Pada November 2022, saat rapat dengar pendapat dengan Komisi VI DPR RI, Direktur Utama PT Kereta Cepat Indonesia China (KCIC) Dwiyana Slamet menjabarkan komponen apa saja yang membuat proyek kereta cepat menjadi overrun atau membengkak dari perkiraan.

Pertama, pembebasan lahan. Pada kendala pertama ini, initial budget sudah disusun pada tahun 2015, namun pengadaan lahan baru dimulai tahun 2016 sampai dengan 2021. Sehingga ada eskalasi harga sesuai hasil KJPP (kantor jasa penilai publik).

“Jadi perkiraan untuk lahan yang kita bebaskan itu dihitung berdasarkan FS (feasibility study) di tahun 2015, sementara karena ada beberapa kendala pelaksanaan pembebasan lahan baru dimulai tahun 2016-2021 sehingga asumsi-asumsi yang ada di awal itu akhirnya bergerak berubah,” ujar Dwiyana yang dikutip pada Jumat (14/4).

Kedua, pandemi Covid-19. Pada masa tersebut, membuat progres konstruksi menjadi lambat sehingga meningkatkan biaya proyek.

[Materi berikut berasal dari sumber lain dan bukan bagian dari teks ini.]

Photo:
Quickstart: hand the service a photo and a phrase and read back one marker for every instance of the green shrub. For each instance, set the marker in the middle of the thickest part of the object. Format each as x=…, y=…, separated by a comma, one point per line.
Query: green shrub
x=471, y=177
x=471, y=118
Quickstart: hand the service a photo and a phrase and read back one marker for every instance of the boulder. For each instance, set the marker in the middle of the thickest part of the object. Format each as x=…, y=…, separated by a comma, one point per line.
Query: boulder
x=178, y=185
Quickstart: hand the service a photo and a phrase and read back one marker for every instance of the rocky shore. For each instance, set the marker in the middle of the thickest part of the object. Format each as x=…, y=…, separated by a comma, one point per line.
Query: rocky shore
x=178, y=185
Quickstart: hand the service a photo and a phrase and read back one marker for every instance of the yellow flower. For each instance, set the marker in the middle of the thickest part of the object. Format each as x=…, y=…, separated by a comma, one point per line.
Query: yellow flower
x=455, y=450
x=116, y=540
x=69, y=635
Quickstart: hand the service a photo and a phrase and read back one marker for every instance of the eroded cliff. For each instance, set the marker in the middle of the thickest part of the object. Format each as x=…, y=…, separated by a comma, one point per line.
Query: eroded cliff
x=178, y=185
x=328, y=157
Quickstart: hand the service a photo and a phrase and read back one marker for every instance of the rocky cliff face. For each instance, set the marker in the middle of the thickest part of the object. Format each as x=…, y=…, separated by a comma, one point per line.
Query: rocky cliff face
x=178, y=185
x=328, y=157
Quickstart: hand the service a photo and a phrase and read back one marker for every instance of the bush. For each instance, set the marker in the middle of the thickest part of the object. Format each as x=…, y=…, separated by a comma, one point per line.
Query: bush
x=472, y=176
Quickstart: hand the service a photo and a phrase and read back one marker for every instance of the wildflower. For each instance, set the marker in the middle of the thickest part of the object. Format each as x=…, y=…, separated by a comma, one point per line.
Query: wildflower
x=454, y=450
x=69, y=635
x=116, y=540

Ketiga, kendala geologis menyebabkan penyelesaian tunnel 2 di Purwakarta dan pekerjaan sub-grade memerlukan waktu dan biaya tambahan.

Keempat, perubahan desain mencakup akses jalan Halim Kalimalang, akses jalan di kawasan industri THK, akses jalan di stasiun Tegalluar, pembangunan stasiun LRT Halim, area komersial, stasiun Halim, pembangunan Halim Office, penambahan pekerja OM sesuai studi BRA.

Kelima, perpajakan. Perubahan tarif PPN dari 10 persen menjadi 11 persen. PPN dan PPh atas transaksi pemanfaatan lahan atau hak pakai atas HPL PT PSBI.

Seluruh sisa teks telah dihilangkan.